Trust isn’t just a word

So often the word ‘trust’ is thrown around without any real consideration for its meaning. It’s a heavily loaded term that carries expectations and these need to be effectively managed.

What executives often fail to realise is that it is worse to promote a value/belief and not live up to it, than to not promote the value at all.

So, if you happen to communicate a value like ‘Trust’ in your efforts to better manage Reputation, remember it is not what you say but what you do and how you do it that counts.

The character of your company is on public view every time a customer promise is delivered and every time a customer promise is broken. When these promises are constantly broken your reputation will be inevitably damaged.

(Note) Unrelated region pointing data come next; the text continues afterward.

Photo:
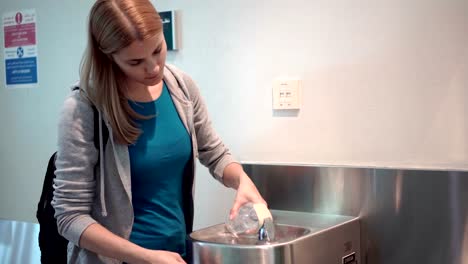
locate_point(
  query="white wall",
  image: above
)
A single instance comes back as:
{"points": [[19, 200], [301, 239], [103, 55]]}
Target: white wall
{"points": [[385, 84]]}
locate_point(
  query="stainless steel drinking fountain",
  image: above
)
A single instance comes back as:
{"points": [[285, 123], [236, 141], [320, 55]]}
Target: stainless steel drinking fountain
{"points": [[301, 238]]}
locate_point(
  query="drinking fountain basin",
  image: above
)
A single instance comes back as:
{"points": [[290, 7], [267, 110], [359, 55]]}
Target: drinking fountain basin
{"points": [[299, 238]]}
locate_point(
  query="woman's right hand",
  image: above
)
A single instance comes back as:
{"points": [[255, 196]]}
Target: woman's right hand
{"points": [[162, 257]]}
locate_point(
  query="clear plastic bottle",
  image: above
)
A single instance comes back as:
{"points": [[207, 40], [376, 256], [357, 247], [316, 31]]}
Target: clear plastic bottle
{"points": [[245, 222]]}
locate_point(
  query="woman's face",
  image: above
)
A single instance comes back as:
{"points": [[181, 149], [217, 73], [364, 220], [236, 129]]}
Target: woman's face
{"points": [[143, 61]]}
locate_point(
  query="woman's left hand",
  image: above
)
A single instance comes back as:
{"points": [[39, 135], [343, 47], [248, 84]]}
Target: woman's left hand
{"points": [[246, 192]]}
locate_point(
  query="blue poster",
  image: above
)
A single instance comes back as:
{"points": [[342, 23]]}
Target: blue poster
{"points": [[20, 49], [21, 71]]}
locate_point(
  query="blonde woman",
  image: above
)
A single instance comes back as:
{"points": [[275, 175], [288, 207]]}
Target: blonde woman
{"points": [[131, 200]]}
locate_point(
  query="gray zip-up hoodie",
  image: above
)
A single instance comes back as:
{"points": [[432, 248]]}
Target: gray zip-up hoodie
{"points": [[87, 192]]}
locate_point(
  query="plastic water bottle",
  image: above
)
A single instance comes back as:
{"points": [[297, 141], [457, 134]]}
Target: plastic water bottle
{"points": [[245, 222]]}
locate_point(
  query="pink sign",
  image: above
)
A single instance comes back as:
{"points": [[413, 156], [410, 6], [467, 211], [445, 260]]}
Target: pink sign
{"points": [[20, 35], [19, 18]]}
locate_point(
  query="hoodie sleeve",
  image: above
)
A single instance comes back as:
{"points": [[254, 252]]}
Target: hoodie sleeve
{"points": [[212, 152], [74, 185]]}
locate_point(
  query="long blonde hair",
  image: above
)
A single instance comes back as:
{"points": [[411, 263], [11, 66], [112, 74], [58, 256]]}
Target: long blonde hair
{"points": [[113, 25]]}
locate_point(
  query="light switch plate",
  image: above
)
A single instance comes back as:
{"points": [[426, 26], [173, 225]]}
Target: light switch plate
{"points": [[287, 94]]}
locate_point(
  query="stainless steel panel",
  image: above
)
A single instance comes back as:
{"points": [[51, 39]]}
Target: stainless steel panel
{"points": [[315, 239], [407, 216]]}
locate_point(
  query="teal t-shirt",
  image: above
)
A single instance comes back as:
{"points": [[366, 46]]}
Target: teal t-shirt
{"points": [[159, 160]]}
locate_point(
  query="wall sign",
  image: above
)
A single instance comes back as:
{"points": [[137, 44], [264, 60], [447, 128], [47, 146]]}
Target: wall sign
{"points": [[169, 26], [20, 49]]}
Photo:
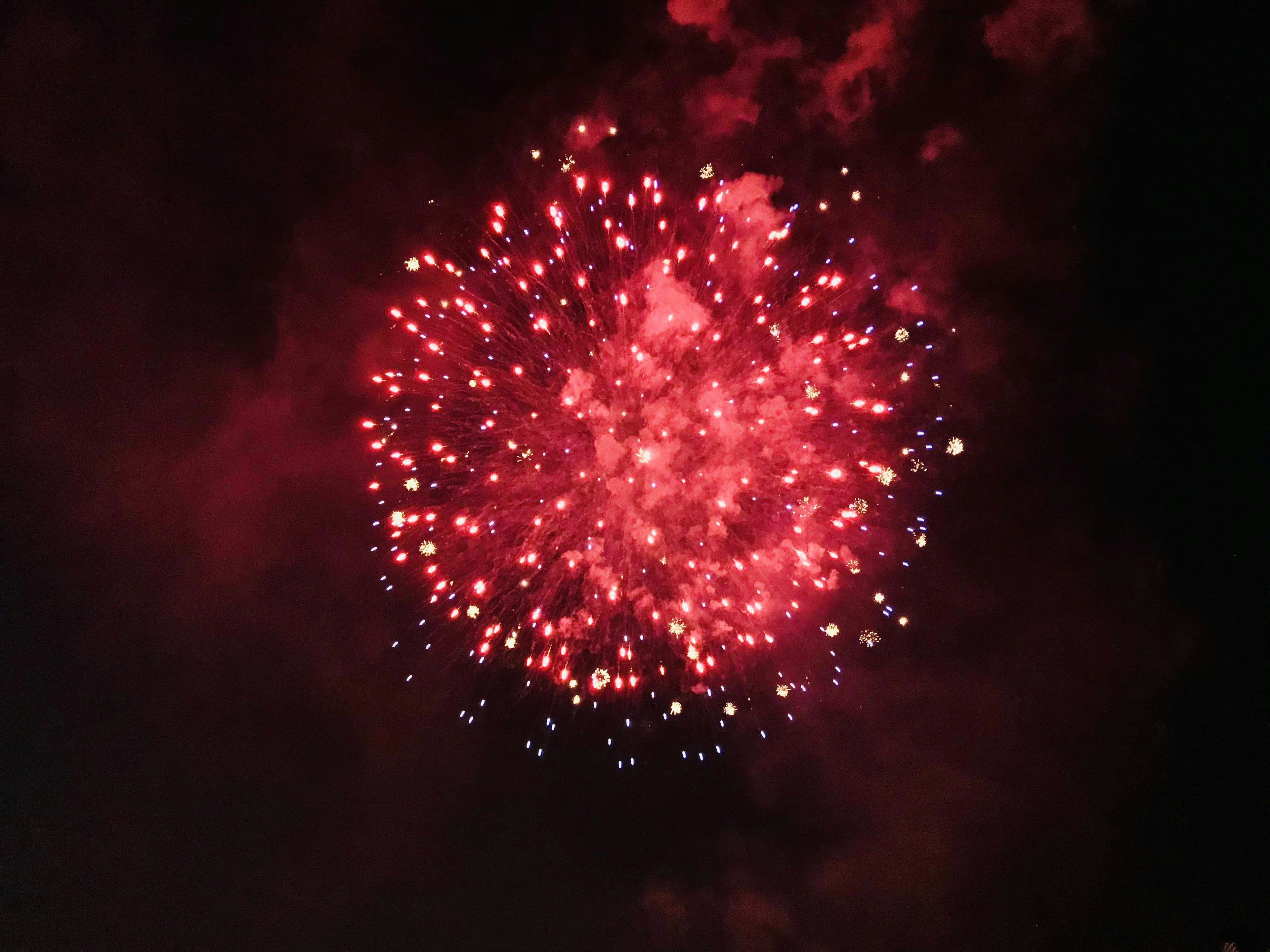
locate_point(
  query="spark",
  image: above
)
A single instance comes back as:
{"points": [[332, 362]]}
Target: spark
{"points": [[647, 447]]}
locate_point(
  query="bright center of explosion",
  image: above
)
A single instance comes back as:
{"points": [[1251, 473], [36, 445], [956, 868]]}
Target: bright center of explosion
{"points": [[641, 452]]}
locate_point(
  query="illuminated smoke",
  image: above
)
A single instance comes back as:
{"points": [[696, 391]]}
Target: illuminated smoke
{"points": [[638, 448]]}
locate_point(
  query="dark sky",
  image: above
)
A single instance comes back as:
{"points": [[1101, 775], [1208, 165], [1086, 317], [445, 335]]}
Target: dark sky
{"points": [[206, 740]]}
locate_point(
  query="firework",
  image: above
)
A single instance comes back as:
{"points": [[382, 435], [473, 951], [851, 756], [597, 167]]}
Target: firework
{"points": [[635, 449]]}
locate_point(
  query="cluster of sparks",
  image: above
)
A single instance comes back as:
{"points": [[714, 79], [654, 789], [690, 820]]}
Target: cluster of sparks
{"points": [[630, 452]]}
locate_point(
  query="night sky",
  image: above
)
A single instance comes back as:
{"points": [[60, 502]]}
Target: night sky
{"points": [[206, 740]]}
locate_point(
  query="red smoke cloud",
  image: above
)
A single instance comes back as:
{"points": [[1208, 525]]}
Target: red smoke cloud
{"points": [[845, 89], [1034, 32]]}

One of the reasons there is such a lack of alignment between what is promoted in an annual report and what goes on inside a large company today is a unilateral focus on competence.

It is perfectly fine to have transactional relationships when it is clear that this is all you wish to deliver. If you don’t plan on delivering anything more than a functional product/service then avoid building an expectation of offering anything further.

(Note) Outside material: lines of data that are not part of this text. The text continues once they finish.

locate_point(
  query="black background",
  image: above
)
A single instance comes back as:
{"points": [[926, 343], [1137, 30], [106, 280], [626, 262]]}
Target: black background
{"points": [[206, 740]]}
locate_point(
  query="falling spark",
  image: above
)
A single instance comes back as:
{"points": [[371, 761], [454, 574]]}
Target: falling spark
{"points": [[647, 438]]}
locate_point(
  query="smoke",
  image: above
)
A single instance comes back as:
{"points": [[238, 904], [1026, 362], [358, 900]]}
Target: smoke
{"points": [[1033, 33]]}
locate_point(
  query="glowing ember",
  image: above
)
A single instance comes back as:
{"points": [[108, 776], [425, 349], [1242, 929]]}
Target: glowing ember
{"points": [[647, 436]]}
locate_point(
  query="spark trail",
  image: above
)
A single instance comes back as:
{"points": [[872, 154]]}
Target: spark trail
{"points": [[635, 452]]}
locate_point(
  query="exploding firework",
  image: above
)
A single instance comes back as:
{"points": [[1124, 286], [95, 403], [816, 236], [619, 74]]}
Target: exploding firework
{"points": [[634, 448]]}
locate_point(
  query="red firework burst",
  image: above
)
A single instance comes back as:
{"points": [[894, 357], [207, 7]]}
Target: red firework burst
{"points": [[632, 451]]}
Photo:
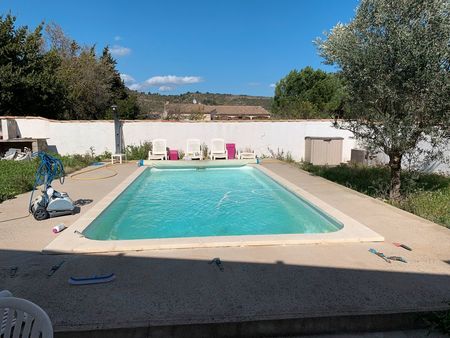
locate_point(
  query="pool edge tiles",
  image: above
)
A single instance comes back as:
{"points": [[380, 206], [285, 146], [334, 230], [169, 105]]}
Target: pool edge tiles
{"points": [[70, 242]]}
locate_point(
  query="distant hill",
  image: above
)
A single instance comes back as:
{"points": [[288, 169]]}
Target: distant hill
{"points": [[150, 103]]}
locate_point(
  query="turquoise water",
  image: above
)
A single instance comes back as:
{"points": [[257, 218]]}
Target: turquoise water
{"points": [[210, 202]]}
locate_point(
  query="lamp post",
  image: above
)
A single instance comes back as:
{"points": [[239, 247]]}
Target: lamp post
{"points": [[117, 130]]}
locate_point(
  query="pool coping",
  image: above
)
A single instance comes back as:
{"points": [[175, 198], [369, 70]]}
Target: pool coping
{"points": [[72, 241]]}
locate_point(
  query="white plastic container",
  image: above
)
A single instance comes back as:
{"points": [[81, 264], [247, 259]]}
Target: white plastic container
{"points": [[58, 228]]}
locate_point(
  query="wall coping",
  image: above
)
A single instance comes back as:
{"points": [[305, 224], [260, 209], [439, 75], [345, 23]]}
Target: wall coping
{"points": [[162, 121]]}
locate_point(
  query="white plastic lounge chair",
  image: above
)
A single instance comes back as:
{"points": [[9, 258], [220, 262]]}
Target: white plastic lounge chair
{"points": [[159, 150], [22, 318], [218, 149], [194, 149]]}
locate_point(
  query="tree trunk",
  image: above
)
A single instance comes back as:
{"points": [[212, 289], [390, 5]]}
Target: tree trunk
{"points": [[395, 163]]}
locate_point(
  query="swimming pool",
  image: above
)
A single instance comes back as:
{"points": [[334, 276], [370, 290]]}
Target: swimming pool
{"points": [[175, 203]]}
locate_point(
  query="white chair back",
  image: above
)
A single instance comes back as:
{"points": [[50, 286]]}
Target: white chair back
{"points": [[159, 147], [22, 318], [217, 146], [193, 146]]}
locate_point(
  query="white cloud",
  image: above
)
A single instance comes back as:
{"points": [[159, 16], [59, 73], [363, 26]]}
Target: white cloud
{"points": [[165, 88], [164, 83], [136, 86], [172, 80], [128, 79], [117, 50]]}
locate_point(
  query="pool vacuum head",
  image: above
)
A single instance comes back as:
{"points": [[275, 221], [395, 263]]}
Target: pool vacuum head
{"points": [[51, 203]]}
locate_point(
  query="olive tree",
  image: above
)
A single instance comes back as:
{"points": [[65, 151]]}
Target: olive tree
{"points": [[394, 59]]}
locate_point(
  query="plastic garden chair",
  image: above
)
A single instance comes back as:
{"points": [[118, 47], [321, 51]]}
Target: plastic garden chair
{"points": [[194, 149], [159, 150], [22, 318], [218, 149]]}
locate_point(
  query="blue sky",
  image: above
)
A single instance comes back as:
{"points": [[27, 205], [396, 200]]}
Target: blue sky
{"points": [[171, 47]]}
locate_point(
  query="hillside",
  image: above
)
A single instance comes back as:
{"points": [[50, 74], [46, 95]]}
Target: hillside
{"points": [[149, 103]]}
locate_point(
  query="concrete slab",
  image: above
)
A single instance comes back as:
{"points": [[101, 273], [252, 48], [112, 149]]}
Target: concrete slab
{"points": [[271, 290]]}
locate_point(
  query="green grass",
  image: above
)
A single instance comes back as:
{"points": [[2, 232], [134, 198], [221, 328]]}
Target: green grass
{"points": [[425, 195], [17, 177]]}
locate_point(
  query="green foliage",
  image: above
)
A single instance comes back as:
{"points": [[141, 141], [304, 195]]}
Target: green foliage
{"points": [[308, 93], [425, 195], [63, 81], [394, 59], [17, 177], [138, 152], [150, 103], [28, 81]]}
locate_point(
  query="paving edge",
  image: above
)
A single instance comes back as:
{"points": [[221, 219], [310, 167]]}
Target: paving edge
{"points": [[261, 328]]}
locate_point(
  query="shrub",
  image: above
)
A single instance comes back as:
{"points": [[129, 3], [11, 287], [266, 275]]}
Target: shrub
{"points": [[17, 177]]}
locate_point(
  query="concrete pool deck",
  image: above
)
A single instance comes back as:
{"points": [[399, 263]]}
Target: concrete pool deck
{"points": [[276, 290]]}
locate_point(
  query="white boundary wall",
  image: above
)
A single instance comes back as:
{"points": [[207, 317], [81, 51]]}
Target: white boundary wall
{"points": [[77, 137]]}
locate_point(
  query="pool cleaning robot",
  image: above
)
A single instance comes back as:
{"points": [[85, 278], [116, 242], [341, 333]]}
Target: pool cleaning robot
{"points": [[51, 203]]}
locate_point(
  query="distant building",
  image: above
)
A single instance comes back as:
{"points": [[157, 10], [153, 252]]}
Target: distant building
{"points": [[197, 111]]}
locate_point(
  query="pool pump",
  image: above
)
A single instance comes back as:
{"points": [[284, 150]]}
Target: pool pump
{"points": [[51, 203]]}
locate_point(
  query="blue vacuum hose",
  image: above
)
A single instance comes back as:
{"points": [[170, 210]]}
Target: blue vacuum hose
{"points": [[49, 168]]}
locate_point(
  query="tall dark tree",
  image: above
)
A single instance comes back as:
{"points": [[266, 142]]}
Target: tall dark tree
{"points": [[307, 93], [28, 84], [395, 59], [125, 100]]}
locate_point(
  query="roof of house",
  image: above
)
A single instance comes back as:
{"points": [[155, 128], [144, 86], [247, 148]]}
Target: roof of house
{"points": [[241, 110], [190, 108]]}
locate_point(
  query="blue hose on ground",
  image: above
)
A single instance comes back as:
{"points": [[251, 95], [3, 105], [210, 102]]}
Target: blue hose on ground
{"points": [[49, 168]]}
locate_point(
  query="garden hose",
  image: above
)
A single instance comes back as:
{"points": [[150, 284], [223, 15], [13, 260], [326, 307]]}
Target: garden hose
{"points": [[114, 173]]}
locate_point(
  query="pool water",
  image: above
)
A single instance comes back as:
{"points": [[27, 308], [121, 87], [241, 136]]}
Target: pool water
{"points": [[169, 203]]}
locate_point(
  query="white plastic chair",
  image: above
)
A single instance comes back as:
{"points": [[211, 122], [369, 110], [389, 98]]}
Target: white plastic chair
{"points": [[246, 155], [218, 149], [22, 318], [159, 150], [194, 149]]}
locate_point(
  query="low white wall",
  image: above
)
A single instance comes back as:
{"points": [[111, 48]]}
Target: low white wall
{"points": [[77, 137]]}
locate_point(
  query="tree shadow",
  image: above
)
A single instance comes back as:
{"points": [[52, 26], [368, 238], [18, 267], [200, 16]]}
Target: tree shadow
{"points": [[158, 294]]}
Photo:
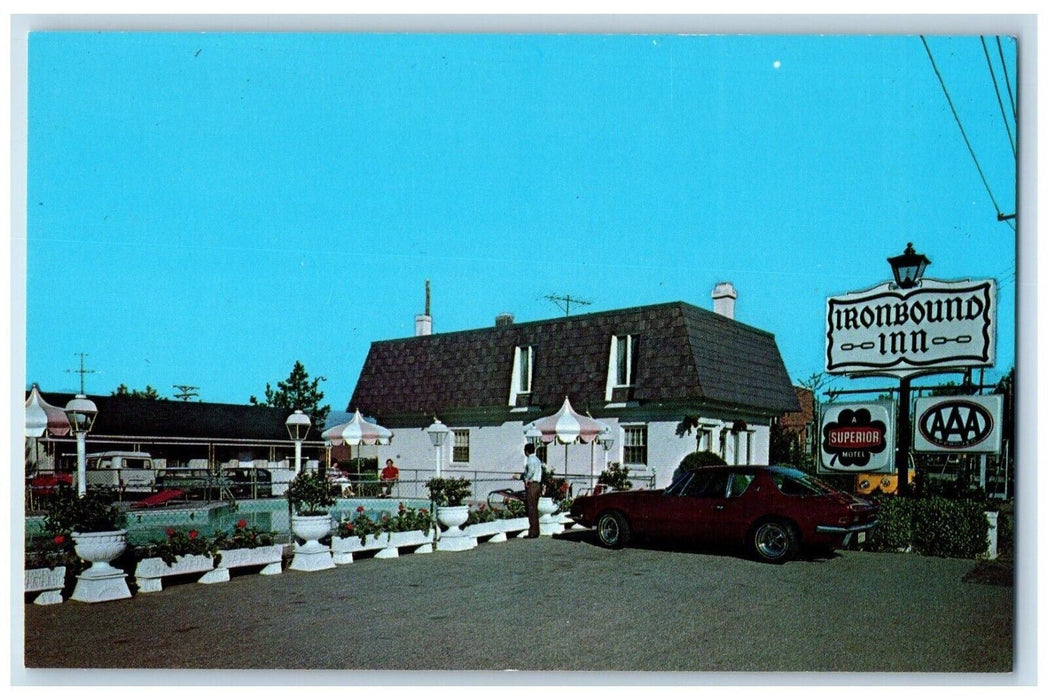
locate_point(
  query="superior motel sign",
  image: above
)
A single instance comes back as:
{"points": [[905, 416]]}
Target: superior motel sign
{"points": [[936, 326]]}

It is obviously important to hire and train employees who know what they are doing. However, it is also critical to recruit people who actually believe in, and care about what your company stands for.

One way to start managing your company’s identity more consistently is to reflect on the purpose of your organisation. Beyond making money (which is an outcome not a purpose) ask:

  1. Why does our company exist?
  2. Can we trust ourselves to deliver on this purpose?
  3. How do our customers actually benefit from this?